I didn’t really know it then, but that was the first sign that I had to make a choice, that I had to choose to be the punk rocker that I felt like, or to live out my life as a “normal” person in quietly alcoholic desperation. And that was the second time Joey Ramone saved my life. I chose to be the punk rocker, or more accurately, to embrace the spirit of punk rock. I didn’t leave my husband, move to New York City, and start a band. But I adopted the DIY ethos again, interpreting it to mean that I would follow the path I wanted to, and damn what I was “supposed” to do. I went back to grad school where I study and write about popular music. Yes, I have the accouterments of middle-age — a mortgage, cars, marriage, even a kid, and if I’m lucky, my Ph.D. by the end of this year — but I revel in my difference. Until I had to retire it because it was falling apart, I wore my old leather jacket proudly, disregarding the strange looks I got while pushing my baby in her stroller around my Midwestern college town.

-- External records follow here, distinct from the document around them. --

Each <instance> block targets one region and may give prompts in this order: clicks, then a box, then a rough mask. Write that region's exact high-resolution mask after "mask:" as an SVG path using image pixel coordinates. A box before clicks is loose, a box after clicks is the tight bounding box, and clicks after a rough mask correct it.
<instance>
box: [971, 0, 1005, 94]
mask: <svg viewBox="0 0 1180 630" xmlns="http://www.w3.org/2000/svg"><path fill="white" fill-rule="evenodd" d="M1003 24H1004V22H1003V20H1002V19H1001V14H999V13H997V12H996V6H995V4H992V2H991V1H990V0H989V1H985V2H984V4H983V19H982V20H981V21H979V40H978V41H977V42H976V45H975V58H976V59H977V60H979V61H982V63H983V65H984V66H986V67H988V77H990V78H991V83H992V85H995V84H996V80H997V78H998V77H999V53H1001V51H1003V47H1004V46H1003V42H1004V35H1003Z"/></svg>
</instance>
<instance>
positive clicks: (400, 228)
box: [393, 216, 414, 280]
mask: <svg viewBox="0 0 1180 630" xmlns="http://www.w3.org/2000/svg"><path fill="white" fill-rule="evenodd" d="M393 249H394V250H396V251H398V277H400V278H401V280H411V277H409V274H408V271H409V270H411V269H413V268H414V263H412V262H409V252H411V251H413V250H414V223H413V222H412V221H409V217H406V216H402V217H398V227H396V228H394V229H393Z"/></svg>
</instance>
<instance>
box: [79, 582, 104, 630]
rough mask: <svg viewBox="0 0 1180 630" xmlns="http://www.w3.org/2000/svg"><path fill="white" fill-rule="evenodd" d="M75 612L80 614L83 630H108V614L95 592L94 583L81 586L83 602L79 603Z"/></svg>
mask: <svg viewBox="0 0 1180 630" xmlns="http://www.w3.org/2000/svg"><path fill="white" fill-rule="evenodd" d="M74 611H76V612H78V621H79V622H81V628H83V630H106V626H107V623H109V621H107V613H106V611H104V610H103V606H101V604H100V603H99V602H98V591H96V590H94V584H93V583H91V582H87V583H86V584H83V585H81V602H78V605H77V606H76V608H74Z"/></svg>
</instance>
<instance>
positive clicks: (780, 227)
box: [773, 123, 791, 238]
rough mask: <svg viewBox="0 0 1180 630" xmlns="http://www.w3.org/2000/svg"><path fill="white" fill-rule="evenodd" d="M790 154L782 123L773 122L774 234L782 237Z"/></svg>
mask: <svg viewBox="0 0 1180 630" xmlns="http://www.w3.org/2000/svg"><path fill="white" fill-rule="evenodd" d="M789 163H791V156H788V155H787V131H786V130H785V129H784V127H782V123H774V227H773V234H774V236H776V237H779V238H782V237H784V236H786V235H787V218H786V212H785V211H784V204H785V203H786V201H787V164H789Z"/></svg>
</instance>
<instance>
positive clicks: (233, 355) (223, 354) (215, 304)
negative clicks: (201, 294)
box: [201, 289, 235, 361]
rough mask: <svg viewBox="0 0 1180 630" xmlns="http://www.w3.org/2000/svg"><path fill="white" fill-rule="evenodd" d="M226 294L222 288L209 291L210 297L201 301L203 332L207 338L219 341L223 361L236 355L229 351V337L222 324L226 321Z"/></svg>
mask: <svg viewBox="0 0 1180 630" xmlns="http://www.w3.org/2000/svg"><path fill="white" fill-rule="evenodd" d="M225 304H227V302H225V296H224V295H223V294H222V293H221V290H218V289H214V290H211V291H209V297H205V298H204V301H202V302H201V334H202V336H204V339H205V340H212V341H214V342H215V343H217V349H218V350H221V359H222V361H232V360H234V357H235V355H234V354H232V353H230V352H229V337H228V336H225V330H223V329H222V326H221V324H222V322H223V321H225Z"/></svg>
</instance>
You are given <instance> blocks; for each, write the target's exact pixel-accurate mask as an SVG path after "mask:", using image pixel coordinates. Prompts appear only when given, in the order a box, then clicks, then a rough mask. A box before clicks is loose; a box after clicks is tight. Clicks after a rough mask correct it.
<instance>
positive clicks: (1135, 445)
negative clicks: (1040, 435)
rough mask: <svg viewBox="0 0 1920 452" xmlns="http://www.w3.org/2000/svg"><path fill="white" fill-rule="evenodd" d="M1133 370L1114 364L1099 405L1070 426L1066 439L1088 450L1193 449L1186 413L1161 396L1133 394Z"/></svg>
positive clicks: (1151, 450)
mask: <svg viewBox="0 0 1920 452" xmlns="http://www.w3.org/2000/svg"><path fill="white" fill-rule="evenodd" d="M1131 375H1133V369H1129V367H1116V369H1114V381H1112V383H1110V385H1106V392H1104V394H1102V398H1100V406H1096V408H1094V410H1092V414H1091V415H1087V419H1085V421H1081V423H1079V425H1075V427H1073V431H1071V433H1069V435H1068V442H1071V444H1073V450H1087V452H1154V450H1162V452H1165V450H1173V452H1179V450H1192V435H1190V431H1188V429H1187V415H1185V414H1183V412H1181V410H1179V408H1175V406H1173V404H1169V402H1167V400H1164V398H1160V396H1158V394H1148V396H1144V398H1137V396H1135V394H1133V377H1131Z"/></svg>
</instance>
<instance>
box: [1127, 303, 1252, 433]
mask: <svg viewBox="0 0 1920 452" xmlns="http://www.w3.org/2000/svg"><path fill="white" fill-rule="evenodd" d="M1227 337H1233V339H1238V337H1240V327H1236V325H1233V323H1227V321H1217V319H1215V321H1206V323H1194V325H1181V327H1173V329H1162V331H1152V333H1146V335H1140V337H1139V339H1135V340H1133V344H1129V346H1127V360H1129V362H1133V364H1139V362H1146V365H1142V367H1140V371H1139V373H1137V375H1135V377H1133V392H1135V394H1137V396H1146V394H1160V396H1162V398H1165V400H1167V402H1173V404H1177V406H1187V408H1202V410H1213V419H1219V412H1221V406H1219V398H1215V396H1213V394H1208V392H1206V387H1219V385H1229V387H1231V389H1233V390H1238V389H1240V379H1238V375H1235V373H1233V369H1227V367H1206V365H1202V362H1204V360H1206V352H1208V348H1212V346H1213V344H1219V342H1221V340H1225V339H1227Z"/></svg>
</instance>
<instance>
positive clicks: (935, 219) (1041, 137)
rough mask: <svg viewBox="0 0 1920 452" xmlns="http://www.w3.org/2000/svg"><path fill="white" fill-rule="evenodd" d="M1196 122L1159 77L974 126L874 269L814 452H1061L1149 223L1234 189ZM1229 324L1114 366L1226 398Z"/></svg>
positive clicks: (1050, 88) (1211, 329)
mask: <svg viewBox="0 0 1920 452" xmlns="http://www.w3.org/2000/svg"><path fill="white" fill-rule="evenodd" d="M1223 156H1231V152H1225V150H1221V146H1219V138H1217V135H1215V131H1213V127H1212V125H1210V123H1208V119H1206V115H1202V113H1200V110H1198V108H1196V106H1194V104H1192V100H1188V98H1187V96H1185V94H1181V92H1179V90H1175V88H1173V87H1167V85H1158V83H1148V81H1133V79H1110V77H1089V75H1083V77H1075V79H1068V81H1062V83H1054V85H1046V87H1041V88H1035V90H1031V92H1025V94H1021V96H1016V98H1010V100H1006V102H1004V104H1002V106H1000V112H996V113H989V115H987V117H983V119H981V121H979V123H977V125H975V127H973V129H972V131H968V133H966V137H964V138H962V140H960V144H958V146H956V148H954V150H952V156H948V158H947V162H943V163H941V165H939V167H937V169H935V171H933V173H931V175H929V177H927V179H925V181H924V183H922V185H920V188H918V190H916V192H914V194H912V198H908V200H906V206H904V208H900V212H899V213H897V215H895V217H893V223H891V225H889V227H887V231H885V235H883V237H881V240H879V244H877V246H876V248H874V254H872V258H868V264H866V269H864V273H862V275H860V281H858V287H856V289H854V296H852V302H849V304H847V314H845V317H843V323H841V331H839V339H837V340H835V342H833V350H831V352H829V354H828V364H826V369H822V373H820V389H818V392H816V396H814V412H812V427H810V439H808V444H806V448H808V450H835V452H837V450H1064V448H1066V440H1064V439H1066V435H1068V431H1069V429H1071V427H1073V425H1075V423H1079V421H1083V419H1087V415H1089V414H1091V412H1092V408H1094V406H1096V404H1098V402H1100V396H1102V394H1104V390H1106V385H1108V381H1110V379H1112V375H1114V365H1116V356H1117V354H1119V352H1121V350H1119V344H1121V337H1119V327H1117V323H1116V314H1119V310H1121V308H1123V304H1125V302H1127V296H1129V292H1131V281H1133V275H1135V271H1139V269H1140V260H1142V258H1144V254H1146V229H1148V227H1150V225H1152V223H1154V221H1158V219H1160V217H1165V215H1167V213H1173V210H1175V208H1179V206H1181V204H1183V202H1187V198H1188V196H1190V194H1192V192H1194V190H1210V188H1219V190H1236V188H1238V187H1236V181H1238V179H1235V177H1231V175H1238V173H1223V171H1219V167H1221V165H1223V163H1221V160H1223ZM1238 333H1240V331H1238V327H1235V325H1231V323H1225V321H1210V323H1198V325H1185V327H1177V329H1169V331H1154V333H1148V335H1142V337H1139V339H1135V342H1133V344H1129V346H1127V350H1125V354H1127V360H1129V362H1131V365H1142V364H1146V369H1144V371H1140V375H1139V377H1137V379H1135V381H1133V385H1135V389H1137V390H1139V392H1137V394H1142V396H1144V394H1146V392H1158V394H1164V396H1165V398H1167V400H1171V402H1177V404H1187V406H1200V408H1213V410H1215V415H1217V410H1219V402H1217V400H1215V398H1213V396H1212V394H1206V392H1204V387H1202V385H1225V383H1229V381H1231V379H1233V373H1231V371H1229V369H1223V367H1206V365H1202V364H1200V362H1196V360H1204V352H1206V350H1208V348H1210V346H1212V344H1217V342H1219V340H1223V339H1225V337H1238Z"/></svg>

Now I understand why hearing the news of Joey’s death shook me so hard. I have Joey Ramone to thank for taking me off the straight and narrow path. I’m pretty sure that my story isn’t unique. Maybe it’s just my anecdotal and narrow experience, but it seems that every forty-something person I’ve met who’s doing something that’s not quite the norm was also hanging out in punk clubs in the late 1970s. I’ll bet that today’s ravers, who are the types of kids who would’ve been punks 23 years ago, are the slightly-off early-middle-aged of 20 years from now. So Joey, we past, present, and future misfit toys salute you with the words you gave us (the same ones I now use to get my toddler out the door): Hey, ho, let’s go! on whatever twisted path the music and the spirit take us.